Issue number one is state compliance. There's quite a few states that don't actually submit their lists of prohibited persons up to the federal level. Think if you guys still allowed guns on a wider level. Someone gets a conviction bad enough to be restricted in Sydney. They move to Brisbane. Sydney didn't put their conviction into the system... now, even though THEY know they're prohibited, they go to try to buy a gun on a whim.... and get approved, because their record isn't in the system.
That happens. Federal restrictions on domestic violence can't be enforced because they don't get submitted. Oregon's legislature is chest thumping right now because they just, literally/specifically/retardedly, made a state version of the Lautenberg Amendment which makes anyone who has a domestic violence conviction OR a restraining order with DV as a reason for the order, unable to posses or purchase firearms.

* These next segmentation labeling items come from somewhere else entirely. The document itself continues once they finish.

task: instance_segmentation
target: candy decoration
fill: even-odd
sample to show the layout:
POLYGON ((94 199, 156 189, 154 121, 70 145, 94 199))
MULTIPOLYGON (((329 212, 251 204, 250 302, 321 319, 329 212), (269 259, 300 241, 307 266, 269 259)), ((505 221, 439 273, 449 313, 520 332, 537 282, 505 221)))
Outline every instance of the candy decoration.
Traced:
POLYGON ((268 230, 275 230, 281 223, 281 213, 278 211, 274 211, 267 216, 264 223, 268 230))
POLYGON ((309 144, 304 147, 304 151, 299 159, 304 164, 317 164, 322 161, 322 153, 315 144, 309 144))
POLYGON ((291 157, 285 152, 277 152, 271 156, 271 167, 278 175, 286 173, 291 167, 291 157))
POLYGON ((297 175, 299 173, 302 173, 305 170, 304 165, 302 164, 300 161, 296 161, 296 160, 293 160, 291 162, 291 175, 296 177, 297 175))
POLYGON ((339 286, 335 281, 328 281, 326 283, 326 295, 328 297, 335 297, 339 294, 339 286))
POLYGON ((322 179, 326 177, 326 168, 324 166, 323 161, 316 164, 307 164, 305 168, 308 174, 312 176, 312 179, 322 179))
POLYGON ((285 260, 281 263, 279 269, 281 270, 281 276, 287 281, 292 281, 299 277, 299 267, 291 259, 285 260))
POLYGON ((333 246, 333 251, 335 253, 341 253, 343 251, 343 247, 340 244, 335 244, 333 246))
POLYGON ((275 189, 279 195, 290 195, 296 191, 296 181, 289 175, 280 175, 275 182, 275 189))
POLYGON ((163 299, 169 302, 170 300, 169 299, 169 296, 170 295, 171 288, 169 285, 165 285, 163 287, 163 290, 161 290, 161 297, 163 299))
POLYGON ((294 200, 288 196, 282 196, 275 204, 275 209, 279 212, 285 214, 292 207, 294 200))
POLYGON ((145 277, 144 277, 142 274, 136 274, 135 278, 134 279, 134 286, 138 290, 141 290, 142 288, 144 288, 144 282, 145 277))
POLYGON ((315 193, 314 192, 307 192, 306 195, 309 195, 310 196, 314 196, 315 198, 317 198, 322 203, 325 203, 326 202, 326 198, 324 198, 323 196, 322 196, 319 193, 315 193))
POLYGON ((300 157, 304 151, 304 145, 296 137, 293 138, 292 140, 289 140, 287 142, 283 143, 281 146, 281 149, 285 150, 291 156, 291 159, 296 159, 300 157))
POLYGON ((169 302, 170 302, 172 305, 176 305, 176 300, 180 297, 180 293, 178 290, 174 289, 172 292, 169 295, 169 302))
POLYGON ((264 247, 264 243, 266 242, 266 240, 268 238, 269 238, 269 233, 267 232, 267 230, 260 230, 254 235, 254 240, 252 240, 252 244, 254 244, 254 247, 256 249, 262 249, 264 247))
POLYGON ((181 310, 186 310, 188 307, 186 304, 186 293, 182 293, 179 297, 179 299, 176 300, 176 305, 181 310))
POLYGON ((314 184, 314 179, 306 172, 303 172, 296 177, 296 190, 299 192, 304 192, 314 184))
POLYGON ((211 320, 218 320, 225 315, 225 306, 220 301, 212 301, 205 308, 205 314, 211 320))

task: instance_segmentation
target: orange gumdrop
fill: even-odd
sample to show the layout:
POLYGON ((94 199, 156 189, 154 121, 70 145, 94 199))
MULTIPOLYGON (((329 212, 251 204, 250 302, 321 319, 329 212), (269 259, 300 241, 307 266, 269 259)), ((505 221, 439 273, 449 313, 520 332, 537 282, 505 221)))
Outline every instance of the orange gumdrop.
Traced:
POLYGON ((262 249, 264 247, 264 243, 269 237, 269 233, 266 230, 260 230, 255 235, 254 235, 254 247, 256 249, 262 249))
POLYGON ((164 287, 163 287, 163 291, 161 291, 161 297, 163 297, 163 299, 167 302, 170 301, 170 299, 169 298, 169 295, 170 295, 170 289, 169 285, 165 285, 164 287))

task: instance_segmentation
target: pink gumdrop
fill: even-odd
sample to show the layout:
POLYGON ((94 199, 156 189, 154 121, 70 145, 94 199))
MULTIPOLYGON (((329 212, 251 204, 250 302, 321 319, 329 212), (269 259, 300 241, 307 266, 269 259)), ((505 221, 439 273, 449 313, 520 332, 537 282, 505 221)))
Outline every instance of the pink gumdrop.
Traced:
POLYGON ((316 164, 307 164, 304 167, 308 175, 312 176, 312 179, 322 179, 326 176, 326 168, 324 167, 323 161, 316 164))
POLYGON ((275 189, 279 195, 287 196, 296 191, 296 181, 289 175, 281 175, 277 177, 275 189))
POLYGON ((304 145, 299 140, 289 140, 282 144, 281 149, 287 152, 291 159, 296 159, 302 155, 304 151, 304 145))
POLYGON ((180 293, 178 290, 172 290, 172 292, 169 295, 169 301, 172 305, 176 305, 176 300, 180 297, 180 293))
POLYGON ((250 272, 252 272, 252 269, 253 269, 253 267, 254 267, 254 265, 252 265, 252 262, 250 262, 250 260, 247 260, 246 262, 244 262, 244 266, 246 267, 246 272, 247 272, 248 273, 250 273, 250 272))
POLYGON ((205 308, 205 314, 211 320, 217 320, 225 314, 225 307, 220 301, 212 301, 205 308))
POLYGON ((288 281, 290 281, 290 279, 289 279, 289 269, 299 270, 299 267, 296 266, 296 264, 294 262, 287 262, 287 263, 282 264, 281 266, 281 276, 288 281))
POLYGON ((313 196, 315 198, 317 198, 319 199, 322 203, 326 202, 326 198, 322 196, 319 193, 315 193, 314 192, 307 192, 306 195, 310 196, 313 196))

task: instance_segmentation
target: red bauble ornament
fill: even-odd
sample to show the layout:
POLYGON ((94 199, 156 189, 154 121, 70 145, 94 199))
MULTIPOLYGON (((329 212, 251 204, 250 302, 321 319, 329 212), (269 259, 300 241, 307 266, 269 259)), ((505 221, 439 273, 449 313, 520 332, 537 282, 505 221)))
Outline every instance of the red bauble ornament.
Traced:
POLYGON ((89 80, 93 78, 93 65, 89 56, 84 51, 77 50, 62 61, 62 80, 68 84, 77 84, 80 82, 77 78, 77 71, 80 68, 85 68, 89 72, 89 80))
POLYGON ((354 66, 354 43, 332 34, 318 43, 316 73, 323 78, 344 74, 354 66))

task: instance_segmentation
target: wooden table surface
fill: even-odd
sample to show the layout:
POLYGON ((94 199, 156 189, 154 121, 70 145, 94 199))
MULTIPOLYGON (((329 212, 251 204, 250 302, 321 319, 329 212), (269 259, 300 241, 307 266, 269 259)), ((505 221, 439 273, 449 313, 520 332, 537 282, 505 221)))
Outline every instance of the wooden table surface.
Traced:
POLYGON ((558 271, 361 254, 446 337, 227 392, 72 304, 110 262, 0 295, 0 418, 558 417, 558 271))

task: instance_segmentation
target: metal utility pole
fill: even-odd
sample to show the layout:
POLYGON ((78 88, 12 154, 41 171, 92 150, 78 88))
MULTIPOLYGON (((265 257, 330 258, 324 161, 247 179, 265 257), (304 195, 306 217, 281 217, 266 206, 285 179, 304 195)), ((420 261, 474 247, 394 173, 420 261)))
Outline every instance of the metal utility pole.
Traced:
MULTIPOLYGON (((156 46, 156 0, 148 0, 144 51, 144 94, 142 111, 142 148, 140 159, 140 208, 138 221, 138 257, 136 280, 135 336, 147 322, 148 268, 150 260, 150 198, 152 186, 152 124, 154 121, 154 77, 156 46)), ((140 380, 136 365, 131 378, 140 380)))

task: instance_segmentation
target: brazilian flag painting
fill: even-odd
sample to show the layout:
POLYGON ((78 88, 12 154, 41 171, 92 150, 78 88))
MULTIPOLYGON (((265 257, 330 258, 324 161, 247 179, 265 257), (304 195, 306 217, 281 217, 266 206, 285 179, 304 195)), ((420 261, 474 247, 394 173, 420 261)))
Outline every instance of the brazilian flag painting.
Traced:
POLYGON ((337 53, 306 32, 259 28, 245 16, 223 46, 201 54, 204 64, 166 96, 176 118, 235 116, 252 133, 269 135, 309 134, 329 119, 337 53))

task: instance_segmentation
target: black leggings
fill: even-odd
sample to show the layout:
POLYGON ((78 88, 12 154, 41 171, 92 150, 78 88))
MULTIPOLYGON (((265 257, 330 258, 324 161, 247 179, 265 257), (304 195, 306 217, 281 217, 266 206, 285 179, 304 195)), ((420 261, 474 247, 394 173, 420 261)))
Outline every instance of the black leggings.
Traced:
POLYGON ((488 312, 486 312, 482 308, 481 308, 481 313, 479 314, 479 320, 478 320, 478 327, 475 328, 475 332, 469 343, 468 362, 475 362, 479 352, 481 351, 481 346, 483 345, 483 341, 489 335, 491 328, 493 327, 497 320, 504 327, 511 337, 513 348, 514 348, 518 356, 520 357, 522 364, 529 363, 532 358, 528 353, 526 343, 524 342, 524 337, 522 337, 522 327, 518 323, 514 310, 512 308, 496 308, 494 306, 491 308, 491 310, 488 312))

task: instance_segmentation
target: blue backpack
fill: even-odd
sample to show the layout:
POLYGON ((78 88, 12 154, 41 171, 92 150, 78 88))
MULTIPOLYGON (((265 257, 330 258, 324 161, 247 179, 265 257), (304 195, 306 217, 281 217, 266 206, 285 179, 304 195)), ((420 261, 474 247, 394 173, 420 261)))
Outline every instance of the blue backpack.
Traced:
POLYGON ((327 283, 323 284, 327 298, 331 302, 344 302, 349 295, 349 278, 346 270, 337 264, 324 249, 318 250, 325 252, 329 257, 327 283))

The other aspect is that if you do a purchase specifically to hand the gun over to someone else out the gate, it's supposed to be illegal. Proper gifts don't apply, but if you're giving it to a restricted person that shouldn't have a gun and can't buy it themselves, then it's a straw purchase and a federal felony. Just like if you lie on the paperwork.
The feds have like 48 convictions for 48,000 current falsifications/straw purchases that were logged. How these people are still walking around is on the system, not the legal gun owner.
The system is actually rigorous and thorough in design, the problem is enforcement.